Tame the paper clutter!

The kids bring home lots of school work and notices to parents and then you add the mail and all the junk mail which can lead to a lot of clutter!  In an effort to tame the paper clutter, I go through the mail each day while standing in front of the trash can.  I sort them the mail into these categories.

  1. To do (bills to pay, invitations to respond to)
  2. To file
  3. Unsubscribe!
  4. Trash

Pretty self-explanatory, right?  I have file folders for to do, to file, and unsubscribe. Higher priority ‘to do’ items go to the front of the ‘to do’ file folder and I go through the folder at least every couple of days. I throw away all the junk mail except the catalogs I don’t want to receive any more.  For those catalogs- I tear off the back page that includes the source code and key code and file that one page into my ‘catalogs to unsubscribe’ file folder and toss the catalog.
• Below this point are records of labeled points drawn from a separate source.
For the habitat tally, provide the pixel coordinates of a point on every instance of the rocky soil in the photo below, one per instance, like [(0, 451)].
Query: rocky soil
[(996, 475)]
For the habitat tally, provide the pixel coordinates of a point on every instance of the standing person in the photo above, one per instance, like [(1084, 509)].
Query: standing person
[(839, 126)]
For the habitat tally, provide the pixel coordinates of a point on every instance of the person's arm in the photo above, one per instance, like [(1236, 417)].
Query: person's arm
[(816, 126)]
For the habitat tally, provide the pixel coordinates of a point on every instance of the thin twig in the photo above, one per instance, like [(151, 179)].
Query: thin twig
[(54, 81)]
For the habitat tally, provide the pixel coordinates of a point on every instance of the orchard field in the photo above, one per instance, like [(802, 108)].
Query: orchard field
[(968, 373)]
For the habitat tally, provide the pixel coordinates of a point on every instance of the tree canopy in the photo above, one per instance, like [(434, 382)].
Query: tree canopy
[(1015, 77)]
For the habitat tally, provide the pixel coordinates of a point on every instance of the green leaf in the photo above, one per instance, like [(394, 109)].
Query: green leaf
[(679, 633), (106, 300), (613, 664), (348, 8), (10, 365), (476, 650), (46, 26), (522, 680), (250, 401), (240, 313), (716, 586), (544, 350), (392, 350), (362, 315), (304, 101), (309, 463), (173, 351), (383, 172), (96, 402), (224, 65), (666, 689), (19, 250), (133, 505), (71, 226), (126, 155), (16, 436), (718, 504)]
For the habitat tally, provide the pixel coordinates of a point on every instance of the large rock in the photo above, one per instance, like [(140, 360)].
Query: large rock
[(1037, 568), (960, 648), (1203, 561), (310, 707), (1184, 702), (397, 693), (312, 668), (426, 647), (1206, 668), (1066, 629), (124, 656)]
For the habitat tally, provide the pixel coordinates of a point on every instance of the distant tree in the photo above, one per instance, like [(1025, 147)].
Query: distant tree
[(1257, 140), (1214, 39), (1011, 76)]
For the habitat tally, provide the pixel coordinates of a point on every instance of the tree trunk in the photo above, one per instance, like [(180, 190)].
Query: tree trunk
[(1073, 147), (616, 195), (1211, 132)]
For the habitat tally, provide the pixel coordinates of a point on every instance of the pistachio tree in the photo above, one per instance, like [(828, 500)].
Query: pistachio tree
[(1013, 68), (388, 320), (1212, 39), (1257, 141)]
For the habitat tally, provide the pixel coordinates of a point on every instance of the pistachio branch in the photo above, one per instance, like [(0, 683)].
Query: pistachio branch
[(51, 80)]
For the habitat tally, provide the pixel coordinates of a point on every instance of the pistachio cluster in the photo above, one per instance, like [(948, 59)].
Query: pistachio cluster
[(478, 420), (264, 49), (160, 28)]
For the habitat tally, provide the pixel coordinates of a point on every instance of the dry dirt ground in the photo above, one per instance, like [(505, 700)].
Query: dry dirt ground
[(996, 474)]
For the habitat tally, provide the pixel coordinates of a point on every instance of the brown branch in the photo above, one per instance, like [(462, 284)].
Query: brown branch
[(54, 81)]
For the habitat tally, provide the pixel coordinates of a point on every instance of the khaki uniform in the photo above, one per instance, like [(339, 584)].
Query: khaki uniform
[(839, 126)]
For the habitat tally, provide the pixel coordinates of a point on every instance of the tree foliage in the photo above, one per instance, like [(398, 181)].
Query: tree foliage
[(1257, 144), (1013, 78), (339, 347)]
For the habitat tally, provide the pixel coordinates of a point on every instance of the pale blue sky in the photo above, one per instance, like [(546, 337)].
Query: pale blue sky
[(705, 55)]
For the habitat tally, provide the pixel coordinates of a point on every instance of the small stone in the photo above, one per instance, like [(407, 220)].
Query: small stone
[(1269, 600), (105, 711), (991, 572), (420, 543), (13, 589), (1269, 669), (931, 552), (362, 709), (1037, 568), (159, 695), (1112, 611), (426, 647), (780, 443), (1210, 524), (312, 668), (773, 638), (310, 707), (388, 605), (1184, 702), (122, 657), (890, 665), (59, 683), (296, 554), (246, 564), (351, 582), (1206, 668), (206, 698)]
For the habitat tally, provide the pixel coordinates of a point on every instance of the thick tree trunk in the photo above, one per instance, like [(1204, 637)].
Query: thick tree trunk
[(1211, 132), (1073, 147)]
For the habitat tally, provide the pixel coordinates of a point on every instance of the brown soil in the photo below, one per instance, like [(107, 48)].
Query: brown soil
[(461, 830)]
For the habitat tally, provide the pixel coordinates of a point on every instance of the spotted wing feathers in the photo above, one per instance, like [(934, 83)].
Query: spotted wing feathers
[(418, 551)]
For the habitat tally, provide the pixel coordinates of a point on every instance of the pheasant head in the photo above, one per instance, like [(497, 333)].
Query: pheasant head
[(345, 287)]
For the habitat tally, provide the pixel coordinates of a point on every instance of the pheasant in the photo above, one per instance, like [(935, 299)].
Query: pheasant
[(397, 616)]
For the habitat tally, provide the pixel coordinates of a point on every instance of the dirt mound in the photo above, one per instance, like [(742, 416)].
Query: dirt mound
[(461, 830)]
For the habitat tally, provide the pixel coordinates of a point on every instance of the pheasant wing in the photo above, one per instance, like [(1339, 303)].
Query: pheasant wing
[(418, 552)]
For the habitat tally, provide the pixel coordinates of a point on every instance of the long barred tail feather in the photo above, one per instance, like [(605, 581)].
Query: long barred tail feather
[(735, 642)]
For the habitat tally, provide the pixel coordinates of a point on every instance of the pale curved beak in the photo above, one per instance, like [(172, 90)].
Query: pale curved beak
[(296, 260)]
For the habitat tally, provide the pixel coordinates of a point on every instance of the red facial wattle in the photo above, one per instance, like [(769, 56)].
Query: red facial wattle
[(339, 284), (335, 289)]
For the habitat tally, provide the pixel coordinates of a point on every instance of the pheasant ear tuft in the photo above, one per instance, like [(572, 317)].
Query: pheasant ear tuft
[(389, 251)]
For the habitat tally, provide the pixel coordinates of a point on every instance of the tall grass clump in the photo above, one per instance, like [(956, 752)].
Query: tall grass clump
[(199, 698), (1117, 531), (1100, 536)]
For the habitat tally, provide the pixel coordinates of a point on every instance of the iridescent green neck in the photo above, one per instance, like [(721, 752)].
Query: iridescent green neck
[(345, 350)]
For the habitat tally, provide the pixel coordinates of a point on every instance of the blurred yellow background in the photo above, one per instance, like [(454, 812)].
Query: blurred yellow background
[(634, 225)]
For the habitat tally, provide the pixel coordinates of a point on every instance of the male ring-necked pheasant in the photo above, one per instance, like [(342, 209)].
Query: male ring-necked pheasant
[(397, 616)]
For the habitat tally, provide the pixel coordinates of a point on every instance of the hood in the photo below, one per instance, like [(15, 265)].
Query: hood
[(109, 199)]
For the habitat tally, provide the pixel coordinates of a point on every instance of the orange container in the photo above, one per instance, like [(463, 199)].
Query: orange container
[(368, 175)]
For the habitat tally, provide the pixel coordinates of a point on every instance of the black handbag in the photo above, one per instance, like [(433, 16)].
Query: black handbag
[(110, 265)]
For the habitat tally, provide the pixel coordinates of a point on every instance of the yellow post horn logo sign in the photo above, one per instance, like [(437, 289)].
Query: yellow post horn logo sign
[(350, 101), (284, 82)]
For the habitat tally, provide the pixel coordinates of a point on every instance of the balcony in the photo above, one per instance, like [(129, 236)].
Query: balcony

In fact, there aren’t many catalogs I actually want to receive.  If I want to see the new season’s stuff, I go to the store or to the store’s website.

CatalogChoice.org is a free site where you can unsubscribe from a zillion different mailings.  Once there are a bunch in the folder, I logon to my Catalogchoice.org account and unsubscribe and then toss the catalog cover.  It’s been very useful and I felt environmentally responsible to successfully unsubscribe from the ginormous Restoration Hardware catalog.  There are one or two pesky catalogs I can’t get rid of like Oriental Trading company, but overall I highly recommend Catalog Choice to reduce the paper clutter from even entering your house.